Whatever the meat, we have the answers here.
When you have made a stock, be it meat or vegetable, dont throw the remains away, simply put the remainder into an ice cube tray and freeze. When you need some stock again, just pop out the number of cubes you need to add that flavour! Great when making Soups and sauces and really saves on waste.
Stews and Casseroles are best left in the Fridge, in fact it is better to let the stew "come together". What happens is that the meat begins to marinate itself in the juices, hence a more intense taste.
Remember though, when reheating you must boil it for at least 4 mins to kill any bacteria that might have formed between cooking and reheating
If you are considering having a steak for you tea tonight why not try a Rib eye steak instead of a fillet or sirloin. For me it is a far tastier cut
It is also worth getting a steak that has been matured for at least 21 days, and you can tell if this is the case as the meat should be ruby in colour, not bright red.
Personally most chefs use fresh where possible because of the colour and flavour and in particular when dressing the plate.
However, the dried option is always ok but remember to use a small amount as the jarred varieties are more concentrated.
Better still, use the freeze dried herbs in packs and bottles as they have more flavour than the dried and are great for casseroles etc.
You can make sauces in advance and either keep them in the fridge or in the freezer until you are ready to use them.
Try my Citrus Horseradish Sauce if you want you Pork Spare Ribs to have some zing!
The best way is to use a cast iron griddle pan, and heat over a high flame until extremely hot.
Take the steak, smother in oil using your hands (clean of course!) and place the steak into the dry pan and sear the first side for 1.5 minutes for rare, 2 mins for medium, 3 mins for well done, then turn the steak over and do the same on the other side.
Allow to rest for 3 mins before eating. This helps the meat to "rest" and allows all the fibres to relax, so no more stringy or chewy steaks!
See my hint on what is the best cut of meat
The best way to cook a steak, is to get a griddle pan very hot, rub olive oil all over the steak with your hands, season, place in the pan, sear both sides, then turn down the heat and cook to your liking.
See my hint on how cook the perfect steak
When BBQ'ing chicken pieces, microwave for about 5 mins on full power, then wrap in foil with some fresh herbs and a little butter before placing on the BBQ. Always put them away from the main full on source of flame for at least 10 mins before bringing them to the main heat for a further 10 mins.
Before serving, open the foil, prick with a fork to ensure that the juices are running clear and not in any way pink.
Perfectly cooked chicken pieces and delicious too!
When roasting a joint or poultry, it is important that you allow time for the meat to "rest" and complete cooking.
Simply cook for the normal time, remove from the oven, cover and leave for up to half of its original cooking time.
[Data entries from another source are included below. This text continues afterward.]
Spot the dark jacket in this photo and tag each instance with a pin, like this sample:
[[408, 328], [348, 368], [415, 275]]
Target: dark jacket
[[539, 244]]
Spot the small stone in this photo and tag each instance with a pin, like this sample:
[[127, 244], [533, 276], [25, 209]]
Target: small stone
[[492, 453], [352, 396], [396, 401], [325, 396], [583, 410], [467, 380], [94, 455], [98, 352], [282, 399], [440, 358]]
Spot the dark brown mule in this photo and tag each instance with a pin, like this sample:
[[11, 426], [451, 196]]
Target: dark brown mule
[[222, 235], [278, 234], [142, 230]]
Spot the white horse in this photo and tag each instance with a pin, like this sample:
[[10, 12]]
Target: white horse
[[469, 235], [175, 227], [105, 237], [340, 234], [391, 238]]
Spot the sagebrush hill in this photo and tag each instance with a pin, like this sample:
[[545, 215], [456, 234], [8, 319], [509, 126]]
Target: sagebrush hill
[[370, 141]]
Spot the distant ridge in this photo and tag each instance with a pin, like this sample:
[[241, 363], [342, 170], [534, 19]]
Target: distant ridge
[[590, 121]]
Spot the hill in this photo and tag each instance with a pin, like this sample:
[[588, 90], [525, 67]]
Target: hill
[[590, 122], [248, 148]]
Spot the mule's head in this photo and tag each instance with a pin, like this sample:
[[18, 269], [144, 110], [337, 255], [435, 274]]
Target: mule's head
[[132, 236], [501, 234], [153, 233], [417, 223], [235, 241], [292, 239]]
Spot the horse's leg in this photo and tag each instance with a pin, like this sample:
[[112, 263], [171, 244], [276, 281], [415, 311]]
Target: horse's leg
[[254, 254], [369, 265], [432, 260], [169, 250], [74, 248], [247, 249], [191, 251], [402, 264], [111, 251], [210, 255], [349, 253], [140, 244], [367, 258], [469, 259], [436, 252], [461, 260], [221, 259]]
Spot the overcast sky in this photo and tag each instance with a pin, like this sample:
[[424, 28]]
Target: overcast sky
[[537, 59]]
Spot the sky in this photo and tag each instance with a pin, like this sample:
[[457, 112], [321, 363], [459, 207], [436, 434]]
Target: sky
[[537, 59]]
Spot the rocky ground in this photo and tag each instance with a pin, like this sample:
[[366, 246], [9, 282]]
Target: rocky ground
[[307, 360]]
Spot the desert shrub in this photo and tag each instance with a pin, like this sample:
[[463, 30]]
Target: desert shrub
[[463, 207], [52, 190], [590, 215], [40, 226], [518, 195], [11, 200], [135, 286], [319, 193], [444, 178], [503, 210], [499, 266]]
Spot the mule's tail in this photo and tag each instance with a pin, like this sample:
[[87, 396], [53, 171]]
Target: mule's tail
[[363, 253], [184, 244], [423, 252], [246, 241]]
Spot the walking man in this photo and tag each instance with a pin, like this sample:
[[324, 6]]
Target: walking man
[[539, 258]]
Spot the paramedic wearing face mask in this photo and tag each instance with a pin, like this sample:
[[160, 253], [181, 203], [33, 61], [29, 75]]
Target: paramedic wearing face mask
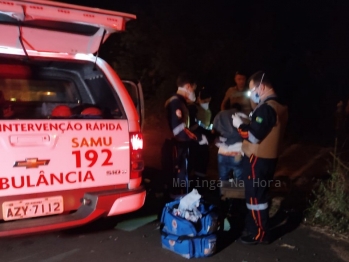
[[238, 95], [200, 125], [178, 119], [261, 150]]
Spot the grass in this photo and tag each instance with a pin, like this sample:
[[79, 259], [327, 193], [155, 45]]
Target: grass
[[330, 204]]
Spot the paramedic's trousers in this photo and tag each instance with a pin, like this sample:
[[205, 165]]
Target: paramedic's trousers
[[258, 174]]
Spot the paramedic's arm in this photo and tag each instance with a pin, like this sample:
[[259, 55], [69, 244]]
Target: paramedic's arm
[[226, 98], [263, 120], [178, 125]]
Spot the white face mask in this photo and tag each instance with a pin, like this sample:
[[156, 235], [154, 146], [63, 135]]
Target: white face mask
[[205, 105], [191, 95]]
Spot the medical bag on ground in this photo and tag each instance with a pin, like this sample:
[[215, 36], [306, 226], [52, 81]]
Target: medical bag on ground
[[189, 247], [187, 238]]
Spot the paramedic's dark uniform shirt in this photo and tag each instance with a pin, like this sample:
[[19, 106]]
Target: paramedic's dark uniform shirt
[[263, 120], [178, 117]]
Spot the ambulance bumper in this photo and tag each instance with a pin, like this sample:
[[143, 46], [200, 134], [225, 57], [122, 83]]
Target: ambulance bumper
[[94, 205]]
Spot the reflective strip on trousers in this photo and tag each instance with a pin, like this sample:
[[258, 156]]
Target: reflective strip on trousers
[[257, 207], [178, 129]]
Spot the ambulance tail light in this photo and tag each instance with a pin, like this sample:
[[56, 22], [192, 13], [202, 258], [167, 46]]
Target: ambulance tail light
[[137, 163]]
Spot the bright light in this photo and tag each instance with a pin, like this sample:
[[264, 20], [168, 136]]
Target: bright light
[[137, 142]]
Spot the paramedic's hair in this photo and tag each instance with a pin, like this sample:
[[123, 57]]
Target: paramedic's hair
[[185, 78], [256, 78], [240, 73]]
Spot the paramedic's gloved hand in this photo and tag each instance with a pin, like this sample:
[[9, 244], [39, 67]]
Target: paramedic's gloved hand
[[203, 140], [190, 134], [242, 115], [236, 120]]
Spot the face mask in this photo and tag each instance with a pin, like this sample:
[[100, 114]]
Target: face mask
[[191, 96], [205, 105], [255, 97]]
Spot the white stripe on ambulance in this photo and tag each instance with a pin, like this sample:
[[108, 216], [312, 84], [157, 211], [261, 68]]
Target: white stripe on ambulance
[[27, 127], [47, 180]]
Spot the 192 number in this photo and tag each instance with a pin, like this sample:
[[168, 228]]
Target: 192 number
[[92, 157]]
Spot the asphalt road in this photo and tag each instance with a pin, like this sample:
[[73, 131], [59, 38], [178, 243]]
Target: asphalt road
[[135, 237]]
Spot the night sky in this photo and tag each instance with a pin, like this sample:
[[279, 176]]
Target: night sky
[[303, 45]]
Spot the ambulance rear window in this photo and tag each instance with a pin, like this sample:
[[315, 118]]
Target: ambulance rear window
[[29, 90]]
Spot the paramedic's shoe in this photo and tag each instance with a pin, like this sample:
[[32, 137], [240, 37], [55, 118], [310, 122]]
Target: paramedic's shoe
[[250, 240]]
This allows the meat to relax and you will find you will get moister, more flavoursome and tender meat.
Its also easier to carve as the meat is more tender.
This is particularly important when cooking poultry and pork, less so with beef, lamb etc which you can basically cook to your own tastes, rare, medium, well done etc.
I am always being asked how to check that it is done properly and the first thing would be to invest in a proper meat thermometer which you simply push into the plumpest part of the bird or joint when the cooking time has elapsed and the dial will tell you if it is cooked through or not.
However, an age old way is using a skewer, push it into the fleshiest part (on a bird, between the leg and breast, on a joint, in the middle part) and if the juices run clear, the meat is done safely.
Don't forget to let the meat rest and relax for at least 30 mins after you have taken it from the oven (see my Roasting Meat tip)
Result - safely cooked, succulent meat to be enjoyed by all.
Mint leaves have a pleasant warm, fresh, aromatic, sweet flavour with a cool aftertaste and are often used in teas, beverages, jellies, syrups, and ice creams.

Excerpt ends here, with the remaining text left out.